In Brasilien führte der linksgerichtete Ex-Präsident Luiz Inacio Lula da Silva zunächst nach ersten Teilergebnissen bei der Präsidentenwahl. Inzwischen ist aber Amtsinhaber Jair Bolsonaro in Führung gegangen.  [….]

(DW, 02.10.2022)

Bei einem Auszählungsstand von 7% liegt Bolsonaro mit 49:42% vorn. Seinen Sieg würde er anerkennen. Aber etwa auch eine Niederlage?

[….] Eher zu Trumps Kategorie zählt auch Jair Bolsonaro, der diese Woche bei der Uno-Konferenz in New York wieder für alle erkennbar eine Unwahrheit nach der anderen verbreitete . Von seinem angeblich erfolgreichem Umgang mit Covid (trotz Hunderttausender realer Toter) bis zum angeblichen Wohlbefinden des Amazonas-Regenwaldes. Ihn werden seine Lügen hoffentlich spätestens bei der brasilianischen Wahl ab dem kommenden Wochenende einholen. [….]

(Christian Stöcker, SPON, 25.09.2022)

Unglücklicherweise schludert auch das deutsche Wahlsystem. Unglücklicherweise haben sich insbesondere in der Ex-DDR von der Demokratie verabschiedet.
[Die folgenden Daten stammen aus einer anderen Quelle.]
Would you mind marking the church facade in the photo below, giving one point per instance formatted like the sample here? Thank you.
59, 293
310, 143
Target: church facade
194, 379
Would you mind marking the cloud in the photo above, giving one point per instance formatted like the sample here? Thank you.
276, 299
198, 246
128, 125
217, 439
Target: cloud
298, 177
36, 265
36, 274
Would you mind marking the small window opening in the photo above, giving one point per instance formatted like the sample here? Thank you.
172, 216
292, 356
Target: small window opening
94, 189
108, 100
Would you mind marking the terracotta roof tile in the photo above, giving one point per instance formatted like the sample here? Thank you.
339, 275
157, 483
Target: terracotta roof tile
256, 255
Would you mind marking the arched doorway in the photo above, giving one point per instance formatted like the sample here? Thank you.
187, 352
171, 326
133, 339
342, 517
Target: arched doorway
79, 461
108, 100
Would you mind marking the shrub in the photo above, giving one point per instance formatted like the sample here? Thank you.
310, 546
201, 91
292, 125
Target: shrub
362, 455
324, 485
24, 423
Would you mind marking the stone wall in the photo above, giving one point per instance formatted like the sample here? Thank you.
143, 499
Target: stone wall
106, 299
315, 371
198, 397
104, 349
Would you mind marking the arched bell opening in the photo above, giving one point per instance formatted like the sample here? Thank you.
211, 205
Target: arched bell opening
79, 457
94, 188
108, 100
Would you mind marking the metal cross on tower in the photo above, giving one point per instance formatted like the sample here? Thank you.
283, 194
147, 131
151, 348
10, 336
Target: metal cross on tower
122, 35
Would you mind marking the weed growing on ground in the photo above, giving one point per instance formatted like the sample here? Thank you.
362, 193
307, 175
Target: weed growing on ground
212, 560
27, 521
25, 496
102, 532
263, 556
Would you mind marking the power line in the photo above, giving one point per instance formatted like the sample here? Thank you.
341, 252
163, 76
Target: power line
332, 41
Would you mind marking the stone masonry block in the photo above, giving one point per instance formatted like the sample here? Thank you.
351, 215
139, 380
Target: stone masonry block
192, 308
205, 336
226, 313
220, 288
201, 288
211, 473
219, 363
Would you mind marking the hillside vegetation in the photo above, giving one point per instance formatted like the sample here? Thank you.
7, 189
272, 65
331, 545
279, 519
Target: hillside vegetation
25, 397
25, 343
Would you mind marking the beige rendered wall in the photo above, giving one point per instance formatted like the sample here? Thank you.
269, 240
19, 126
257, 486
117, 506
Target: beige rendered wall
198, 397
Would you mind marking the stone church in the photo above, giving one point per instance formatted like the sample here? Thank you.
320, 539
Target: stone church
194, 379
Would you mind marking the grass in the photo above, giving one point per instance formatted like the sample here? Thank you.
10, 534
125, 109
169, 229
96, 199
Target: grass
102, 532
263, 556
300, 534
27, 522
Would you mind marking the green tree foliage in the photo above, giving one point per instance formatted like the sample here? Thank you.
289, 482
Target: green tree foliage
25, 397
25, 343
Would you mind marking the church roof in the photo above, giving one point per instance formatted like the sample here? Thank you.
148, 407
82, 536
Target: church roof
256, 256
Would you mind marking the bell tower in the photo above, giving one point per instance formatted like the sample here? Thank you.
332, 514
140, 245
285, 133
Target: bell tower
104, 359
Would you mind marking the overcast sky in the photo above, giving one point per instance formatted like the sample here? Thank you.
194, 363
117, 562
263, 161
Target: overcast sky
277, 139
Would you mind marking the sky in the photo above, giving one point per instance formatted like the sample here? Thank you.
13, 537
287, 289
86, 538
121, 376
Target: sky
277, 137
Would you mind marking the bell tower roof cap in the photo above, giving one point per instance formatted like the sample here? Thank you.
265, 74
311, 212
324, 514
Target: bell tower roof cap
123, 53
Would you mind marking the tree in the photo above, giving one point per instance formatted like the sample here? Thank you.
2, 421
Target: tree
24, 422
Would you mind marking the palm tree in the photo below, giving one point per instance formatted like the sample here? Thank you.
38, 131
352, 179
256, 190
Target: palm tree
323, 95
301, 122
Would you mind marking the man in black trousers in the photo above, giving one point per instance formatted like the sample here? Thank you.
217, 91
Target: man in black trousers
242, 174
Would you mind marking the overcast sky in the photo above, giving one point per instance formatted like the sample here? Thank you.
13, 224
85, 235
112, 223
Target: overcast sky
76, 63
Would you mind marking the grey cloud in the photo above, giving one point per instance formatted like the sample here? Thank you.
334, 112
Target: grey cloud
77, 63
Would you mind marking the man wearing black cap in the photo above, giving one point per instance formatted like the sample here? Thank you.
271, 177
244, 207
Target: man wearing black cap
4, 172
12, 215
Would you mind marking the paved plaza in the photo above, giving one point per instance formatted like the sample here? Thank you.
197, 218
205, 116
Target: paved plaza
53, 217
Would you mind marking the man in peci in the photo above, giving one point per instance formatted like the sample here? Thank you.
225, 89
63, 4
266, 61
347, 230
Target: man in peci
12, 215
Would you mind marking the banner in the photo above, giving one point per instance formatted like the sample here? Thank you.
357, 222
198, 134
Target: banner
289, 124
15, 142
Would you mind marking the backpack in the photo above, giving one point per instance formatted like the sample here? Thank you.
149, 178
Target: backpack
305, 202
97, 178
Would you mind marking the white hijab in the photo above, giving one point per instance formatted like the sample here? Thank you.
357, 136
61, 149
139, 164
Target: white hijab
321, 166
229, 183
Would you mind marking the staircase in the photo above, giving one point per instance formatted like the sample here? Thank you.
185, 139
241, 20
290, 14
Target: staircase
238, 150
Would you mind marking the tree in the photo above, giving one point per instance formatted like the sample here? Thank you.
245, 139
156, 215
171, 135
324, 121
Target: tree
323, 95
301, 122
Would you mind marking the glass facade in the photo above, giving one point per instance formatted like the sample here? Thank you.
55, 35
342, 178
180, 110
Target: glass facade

Ulrike Nimz beschreibt in einer großen Montagsdemo-Reportage, wie ganz normale Ossis auf die Straße gehen, um die demokratischen Eckpfeiler auszumerzen

[….] Auf der Bühne hat nun Petra Scholz das Wort, eine schmale Frau mit schwarzen Locken, alleinerziehend, Friseurmeisterin mit eigenem Salon. Zwei Nebenjobs habe sie, um sich über Wasser zu halten. Impfgegner nennt sie „Superhelden“. Jeder müsse jetzt raus auf die Straße, sich den örtlichen Demos anschließen, egal, wer sie veranstaltet. „Lasst euch nicht mehr sagen, wen ihr hassen sollt“, ruft sie und erklärt, wen es stattdessen zu hassen gilt: die Grünen, die Klimaaktivisten, die „einzigen Extremisten“, die „Eigentum zerstören, um die Welt zu retten“. [….] Petra Scholz aus Plauen will nicht nur Haare schneiden und ein gutes Leben. Sie will die Regierung „endlich zum Teufel jagen“. Sie will, dass Deutschland „souverän“ wird, sich befreit von „der Diktatur des Westens“. Und wer sagt eigentlich, dass Betroffenheit und Radikalisierung sich ausschließen? Was, wenn es beim „heißen Herbst“ in Plauen, Bautzen und anderswo nicht nur um bedrohte Existenzen geht, sondern darum, den Volkszorn zu bündeln?  [….]

(SZ, 30.09.2022)

Ausgerechnet die deutsche Hauptstadt zeigt sich zu dysfunktional, um überhaupt korrekte Wahlen durchzuführen. Was für ein Geschenk an die rechtsextremen Demokratieverächter.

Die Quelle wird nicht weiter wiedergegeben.